The Lost Keeper of the Itchen
Compton Lock's three-metre gravel seam and the Lost Keeper

On the Winchester stretch below Compton Lock a gravel run no wider than three metres kept a secret for decades. The story names a single brown trout, Salmo trutta, that slid back into that seam each spring as if the river itself remembered where it lay.
The keeper, a taciturn man from the mill, spoke of late-October spawning and the fragile math of trout eggs—two hundred to two thousand tucked neatly in a redd—and of fish that rarely ranged beyond a football field of water. In chalkstream clarity the creature was visible on warm afternoons at depths of around 0.6 to 1.5 metres, a bronze flash against clean gravel.
The fly and the method
He swore by one pattern: a slim wet imitation tied sparse, a small nymph fished dead-drift on size 14–18 hooks.
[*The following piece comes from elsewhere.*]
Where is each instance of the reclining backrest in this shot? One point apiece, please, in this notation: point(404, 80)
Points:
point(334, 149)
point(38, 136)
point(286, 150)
The local favourites fit the bill—pheasant-tail nymph, partridge-and-orange or a tiny olive emerger—tied and trimmed to disappear beneath current seams. The keeper favoured an 8-foot 6-inch rod setup on a #3 line, casting quietly into the crease and letting the drift do the work.
Folklore kept a flavour too. After a spring take the trout might be scaled, briskly pan-fried with Hampshire butter and parsley or smoked like a modest country trout to feed a few friends—not a festival, just a kitchen lit by coal and river light.
On a low, bright April evening the seam darkened as the fish slid home and the keeper, motionless, tied on a size 16 pheasant-tail nymph and watched the line who whispered before the bend tightened into a truth the river always told.